Standard Industrial Classification (SIC) Utilities, initially developed for Survey Assist API and complements the SIC Classification Library code.
SIC classification utilities used in the classification of industry. This repository contains core code used by the SIC Classification Library.
- Embeddings. Functionality for embedding SIC hierarchy data, managing vector stores, and performing similarity searches
- Data Access.
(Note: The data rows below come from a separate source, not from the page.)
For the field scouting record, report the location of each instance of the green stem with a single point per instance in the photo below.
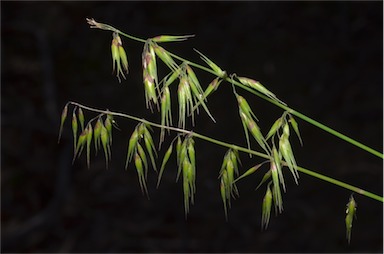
(292, 111)
(235, 147)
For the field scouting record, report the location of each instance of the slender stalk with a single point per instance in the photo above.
(292, 111)
(239, 148)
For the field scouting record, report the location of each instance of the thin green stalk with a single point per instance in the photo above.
(311, 121)
(292, 111)
(239, 148)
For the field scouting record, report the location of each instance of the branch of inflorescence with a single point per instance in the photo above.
(303, 117)
(235, 147)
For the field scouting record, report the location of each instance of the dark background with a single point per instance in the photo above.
(323, 58)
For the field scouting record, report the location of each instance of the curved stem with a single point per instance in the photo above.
(102, 26)
(236, 147)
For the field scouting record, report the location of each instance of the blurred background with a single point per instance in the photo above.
(325, 59)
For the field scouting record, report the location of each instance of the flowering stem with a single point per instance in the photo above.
(232, 81)
(235, 147)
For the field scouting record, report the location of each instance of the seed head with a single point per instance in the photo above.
(119, 57)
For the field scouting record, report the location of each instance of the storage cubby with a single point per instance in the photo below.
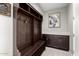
(24, 6)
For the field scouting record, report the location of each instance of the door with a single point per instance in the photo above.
(24, 31)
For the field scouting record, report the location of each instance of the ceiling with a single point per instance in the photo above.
(51, 6)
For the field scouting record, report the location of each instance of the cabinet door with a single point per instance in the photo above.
(36, 30)
(24, 36)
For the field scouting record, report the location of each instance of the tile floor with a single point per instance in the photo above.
(55, 52)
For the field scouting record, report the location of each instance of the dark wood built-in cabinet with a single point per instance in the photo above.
(57, 41)
(28, 23)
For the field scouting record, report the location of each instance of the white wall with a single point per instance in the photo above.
(6, 35)
(63, 30)
(70, 26)
(76, 28)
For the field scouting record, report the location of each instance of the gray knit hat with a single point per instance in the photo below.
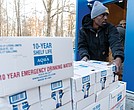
(98, 9)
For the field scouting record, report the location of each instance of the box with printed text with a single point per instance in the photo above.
(28, 62)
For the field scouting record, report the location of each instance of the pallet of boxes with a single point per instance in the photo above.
(35, 73)
(95, 86)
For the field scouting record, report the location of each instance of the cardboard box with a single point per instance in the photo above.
(100, 105)
(118, 97)
(55, 94)
(28, 62)
(20, 101)
(83, 85)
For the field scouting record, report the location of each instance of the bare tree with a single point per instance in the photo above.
(48, 6)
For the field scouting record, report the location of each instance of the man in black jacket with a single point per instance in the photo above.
(96, 36)
(122, 30)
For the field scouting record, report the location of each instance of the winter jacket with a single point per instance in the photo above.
(95, 44)
(121, 31)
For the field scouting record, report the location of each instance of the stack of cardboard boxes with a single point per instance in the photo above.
(39, 74)
(102, 90)
(35, 73)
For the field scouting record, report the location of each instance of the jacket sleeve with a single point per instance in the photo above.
(115, 43)
(82, 44)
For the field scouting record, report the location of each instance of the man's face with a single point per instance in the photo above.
(101, 19)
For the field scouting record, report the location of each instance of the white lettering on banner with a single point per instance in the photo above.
(9, 48)
(2, 76)
(41, 73)
(42, 45)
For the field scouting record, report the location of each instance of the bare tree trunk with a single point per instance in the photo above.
(62, 20)
(7, 18)
(57, 18)
(0, 17)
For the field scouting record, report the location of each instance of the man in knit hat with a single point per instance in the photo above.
(97, 35)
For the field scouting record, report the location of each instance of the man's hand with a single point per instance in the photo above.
(85, 58)
(118, 64)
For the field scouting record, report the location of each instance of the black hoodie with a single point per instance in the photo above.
(95, 43)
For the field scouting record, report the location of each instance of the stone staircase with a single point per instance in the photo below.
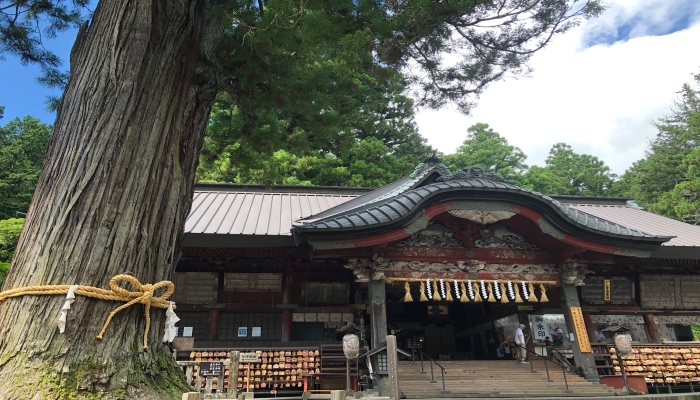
(493, 379)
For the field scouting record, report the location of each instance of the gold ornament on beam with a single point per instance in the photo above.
(422, 292)
(477, 294)
(465, 294)
(516, 290)
(436, 291)
(407, 298)
(504, 293)
(489, 287)
(531, 289)
(543, 296)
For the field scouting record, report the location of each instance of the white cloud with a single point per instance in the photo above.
(600, 100)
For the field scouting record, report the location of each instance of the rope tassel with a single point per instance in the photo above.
(477, 295)
(436, 292)
(407, 298)
(543, 295)
(516, 290)
(422, 292)
(145, 295)
(465, 297)
(504, 293)
(490, 289)
(533, 296)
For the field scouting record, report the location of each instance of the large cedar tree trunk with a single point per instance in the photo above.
(112, 198)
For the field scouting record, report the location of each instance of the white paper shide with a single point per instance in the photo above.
(70, 298)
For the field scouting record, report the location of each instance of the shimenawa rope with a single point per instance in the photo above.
(145, 295)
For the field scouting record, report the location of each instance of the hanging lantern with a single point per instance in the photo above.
(623, 344)
(351, 346)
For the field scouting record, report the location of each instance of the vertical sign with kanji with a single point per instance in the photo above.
(580, 327)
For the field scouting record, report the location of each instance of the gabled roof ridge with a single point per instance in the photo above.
(576, 216)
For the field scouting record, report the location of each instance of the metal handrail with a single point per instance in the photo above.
(443, 371)
(563, 368)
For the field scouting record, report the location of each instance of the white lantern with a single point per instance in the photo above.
(623, 344)
(351, 346)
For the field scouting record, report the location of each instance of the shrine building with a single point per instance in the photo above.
(448, 263)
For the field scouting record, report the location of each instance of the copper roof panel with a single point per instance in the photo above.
(255, 213)
(631, 217)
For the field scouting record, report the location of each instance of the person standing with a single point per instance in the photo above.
(520, 345)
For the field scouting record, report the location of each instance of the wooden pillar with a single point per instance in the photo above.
(286, 325)
(589, 328)
(392, 366)
(377, 295)
(524, 319)
(652, 328)
(287, 312)
(213, 325)
(585, 363)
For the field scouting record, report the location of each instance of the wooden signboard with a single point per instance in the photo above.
(196, 287)
(209, 368)
(252, 282)
(580, 327)
(608, 290)
(249, 357)
(680, 292)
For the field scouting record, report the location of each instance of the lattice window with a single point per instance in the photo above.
(325, 293)
(198, 320)
(251, 282)
(270, 324)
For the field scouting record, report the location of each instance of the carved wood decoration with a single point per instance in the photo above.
(482, 217)
(500, 237)
(435, 235)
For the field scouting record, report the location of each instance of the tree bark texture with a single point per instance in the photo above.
(112, 198)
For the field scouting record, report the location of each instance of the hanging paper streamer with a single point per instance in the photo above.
(170, 321)
(504, 293)
(533, 296)
(436, 292)
(422, 293)
(63, 317)
(465, 297)
(518, 299)
(477, 296)
(491, 299)
(511, 293)
(543, 295)
(526, 295)
(407, 298)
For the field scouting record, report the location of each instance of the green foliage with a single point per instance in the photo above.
(22, 147)
(667, 181)
(372, 142)
(10, 229)
(569, 173)
(25, 23)
(486, 148)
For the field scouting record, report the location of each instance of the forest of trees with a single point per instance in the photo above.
(385, 145)
(272, 92)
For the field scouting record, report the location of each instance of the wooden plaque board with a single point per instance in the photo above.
(580, 327)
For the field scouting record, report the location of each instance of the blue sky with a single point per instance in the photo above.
(597, 88)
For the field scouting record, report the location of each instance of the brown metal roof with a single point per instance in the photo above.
(255, 213)
(635, 218)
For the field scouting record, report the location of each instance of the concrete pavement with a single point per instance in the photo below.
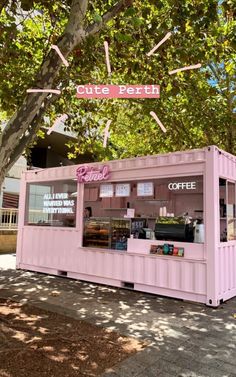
(184, 339)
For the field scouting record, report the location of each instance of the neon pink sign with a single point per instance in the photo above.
(117, 91)
(90, 174)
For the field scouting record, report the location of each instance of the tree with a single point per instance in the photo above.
(23, 126)
(194, 106)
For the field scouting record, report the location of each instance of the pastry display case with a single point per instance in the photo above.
(97, 232)
(120, 232)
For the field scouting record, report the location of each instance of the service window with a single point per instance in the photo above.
(227, 195)
(169, 209)
(51, 203)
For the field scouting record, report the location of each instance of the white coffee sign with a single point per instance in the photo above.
(182, 186)
(123, 189)
(106, 190)
(145, 189)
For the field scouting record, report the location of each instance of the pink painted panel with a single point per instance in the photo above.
(48, 247)
(188, 161)
(227, 164)
(226, 269)
(56, 249)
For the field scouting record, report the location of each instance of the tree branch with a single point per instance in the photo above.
(32, 133)
(114, 11)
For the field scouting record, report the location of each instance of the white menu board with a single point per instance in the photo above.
(145, 189)
(106, 190)
(123, 189)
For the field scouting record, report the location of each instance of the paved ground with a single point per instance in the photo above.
(185, 339)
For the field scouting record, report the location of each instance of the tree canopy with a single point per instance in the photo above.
(197, 107)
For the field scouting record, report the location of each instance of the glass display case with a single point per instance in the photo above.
(97, 232)
(120, 232)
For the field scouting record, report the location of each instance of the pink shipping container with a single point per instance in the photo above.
(163, 224)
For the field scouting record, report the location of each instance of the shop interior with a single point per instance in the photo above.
(164, 209)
Functions to load CSV data files related to SIC.
Ensure you have the following installed on your local machine:
- Python 3.12 (Recommended: use
pyenv
to manage versions) -
poetry
(for dependency management) - Colima (if running locally with containers)
- Terraform (for infrastructure management)
- Google Cloud SDK (
gcloud
) with appropriate permissions
The Makefile defines a set of commonly used commands and workflows. Where possible use the files defined in the Makefile.
git clone https://github.com/ONSdigital/sic-classification-utils.git
cd sic-classification-utils
poetry install
Git hooks can be used to check code before commit. To install run:
pre-commit install
There is example source for using the SIC Embedding functionality in sic_embedding_example.py to run:
poetry run python src/industrial_classification_utils/embed/sic_embedding_example.py
This will output semantic search of the files in src/industrial_classification_utils/data/sic_index based on the query "school teacher primary education"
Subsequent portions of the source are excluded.